In an exhaustive backgrounder provided by the researchers on the “regional/linguistic and religion divisions and conflict” in Assam, the researchers had also stated, “The conflict in Assam is more language-based – Assamese vs. Bengali – than religion-based (Hindus vs. Muslims); however, anti-Bengali Muslim sentiment is intense in Assam and this has been the case for decades.”

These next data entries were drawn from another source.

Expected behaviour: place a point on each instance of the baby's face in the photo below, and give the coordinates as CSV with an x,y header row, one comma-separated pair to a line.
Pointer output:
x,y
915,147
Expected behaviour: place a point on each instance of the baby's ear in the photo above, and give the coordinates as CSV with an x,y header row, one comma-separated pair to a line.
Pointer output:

Such conclusions were drawn from interviews and two workshops conducted in the state which included people from the state’s tribal communities. One finding from the research showed that in Assam, hate speech targeting men tends to fall along community i.e group lines, “while women often are targeted directly as individuals with hate speech, harassment and threats to sexual violence”.

BJP and Borah

Satya Ranjan Borah. Photo: Twitter/Satya Ranjan Borah

Yet another name flagged by external researchers to Facebook as a “prominent source of anti-Muslim rhetoric in Assam” was Satya Ranjan Borah, affiliated to the ruling BJP.

As per the documents, “His social media content is a good example of how wider Hindu nationalist narratives are being localized in Assam, such as claims of Islamic jihad against Hindus and calls for cow protection.”

In October 2020, Borah was in the news for blocking the gate of the Guwahati Zoo along with his supporters to protest against beef being fed to tigers. He is periodically in the local news for hate-mongering speeches against Muslims, and FIRs have also been filed against him for such acts.

Borah’s Facebook page has 116,000 followers at present.

Facebook response

In response to a questionnaire sent by The Wire, a Meta (Facebook’s new name) spokesperson noted that the company was “closely tracking” many of the possible risks associated with the elections in Assam this year.

“We proactively put in place a number of emergency measures to reduce the virality of inflammatory content, particularly in videos. Videos featuring inflammatory content were identified as high risk during the election, and we implemented a measure to help prevent these videos from automatically playing in someone’s video feed,” the spokesperson said in a statement.

“In addition, we reduce the distribution of content that likely violates our policies on hate speech or incitement of violence while our teams investigate it. Once we confirm that the content violates these policies, we remove it. We also significantly reduce the distribution of content posted from accounts that have repeatedly posted violating content — in addition to our standard practice of removing accounts that frequently violate our Community Standards.”